Migrating to Airflow 2.0 and building an integration to MLflow in Google Cloud Platform (GCP)
Moving to Airflow 2.0
The GFT Cambridge AI team is required to build data pipelines in order to create the environments that we utilise to deliver and use models. In production projects GCP offers Cloud Composer which is a managed implementation of Airflow — but when working on ‘side projects’ and demos we need to use a lighter weight alternative; therefore we built our development system for experimental projects using Airflow 1.x.
Apache Airflow 2.0 was released in December 2020. At GFT, we strive to reduce any technical debt, and in our Cambridge AI team we have a no legacy code policy in our projects. So, when Airflow 2.0 came out, the team decided to move to the latest version.
When the team reviewed the proposal to move to Airflow 2.0, we realised that there was another long-standing challenge that we could get to at the same time. MLflow is an open-source platform to manage the machine learning lifecycle, including experimentation, reproducibility, deployment and a central model registry, allowing us to create meaningful identities for models that can then be used in testing and deployment descriptors.
MLflow is increasingly being used by the team as a metadata store linking all of the lineage information about our models — and the more we’ve done this the more the team is investing in it. Up to now, the links between our data pipelines and MLflow have been relatively ad-hoc and undeveloped. We were planning on building or adopting feature stores into our workflows when the technology matured, but the centrality that data pipelines have assumed in most of our project work means that they are de-facto becoming the definition of our features — as well as the descriptors of how data is being ferried about in the project. Given that we have to do a general upgrade and migration, why not build out a better interface between the thing that’s managing the production of the models training and test data and the thing that’s recording the properties of the models?

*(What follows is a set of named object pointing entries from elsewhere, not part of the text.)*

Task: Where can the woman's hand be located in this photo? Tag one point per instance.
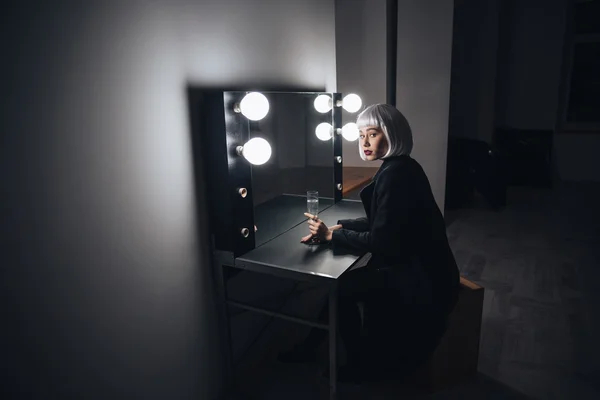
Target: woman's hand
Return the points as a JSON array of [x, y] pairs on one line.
[[318, 229]]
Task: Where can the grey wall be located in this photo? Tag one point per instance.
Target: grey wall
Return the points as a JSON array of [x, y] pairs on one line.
[[423, 91], [360, 55], [105, 278], [423, 86]]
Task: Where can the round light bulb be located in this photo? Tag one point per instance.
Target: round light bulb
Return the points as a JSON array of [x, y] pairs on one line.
[[350, 131], [324, 131], [254, 106], [323, 103], [257, 151], [352, 103]]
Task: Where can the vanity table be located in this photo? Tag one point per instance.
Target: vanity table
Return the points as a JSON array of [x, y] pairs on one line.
[[286, 257], [256, 155]]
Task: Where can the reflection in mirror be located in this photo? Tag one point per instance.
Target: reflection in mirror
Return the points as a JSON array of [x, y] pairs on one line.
[[299, 127]]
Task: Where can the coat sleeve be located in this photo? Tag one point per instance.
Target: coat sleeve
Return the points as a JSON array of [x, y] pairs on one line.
[[357, 224], [390, 232]]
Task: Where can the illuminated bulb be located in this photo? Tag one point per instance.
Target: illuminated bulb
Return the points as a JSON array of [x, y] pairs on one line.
[[254, 106], [352, 103], [256, 150], [324, 131], [323, 103], [350, 131]]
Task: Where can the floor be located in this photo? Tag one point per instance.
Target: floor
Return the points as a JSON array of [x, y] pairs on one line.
[[538, 260]]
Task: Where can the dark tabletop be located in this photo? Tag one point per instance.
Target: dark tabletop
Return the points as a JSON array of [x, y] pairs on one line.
[[280, 214], [285, 256]]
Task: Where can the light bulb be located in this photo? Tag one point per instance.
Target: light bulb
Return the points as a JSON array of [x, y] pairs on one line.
[[323, 103], [350, 131], [254, 106], [324, 131], [352, 103], [256, 150]]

This blog post outlines the process that we used to set up the new Airflow 2.0 system and integrate it with MLflow.
1. There are quite a lot of new features released in Airflow 2.0. According to the release on the official website, there are the following key updates:
· A new way of writing dags: the TaskFlow API (AIP-31). Dependencies are handled more clearly and XCom is nicer to use
· A fully specified REST API (AIP-32) is provided as a fully supported production ready API
· Massive Scheduler performance improvements: it is now HA compatible (AIP-15). This is super useful for both resiliency (in case a scheduler goes down) and scheduling performance.
· Task Groups replaces subDAG, enabling the system to execute multiple tasks in parallel.
· Refreshed UI (looks pretty).
· Security — all operations now require authorisation which is obviously really important for a security by design mindset — even if the system is locked away in a secured zone, it’s really important that getting access to it doesn’t allow any unauthorised actor to manipulate sensitive resources.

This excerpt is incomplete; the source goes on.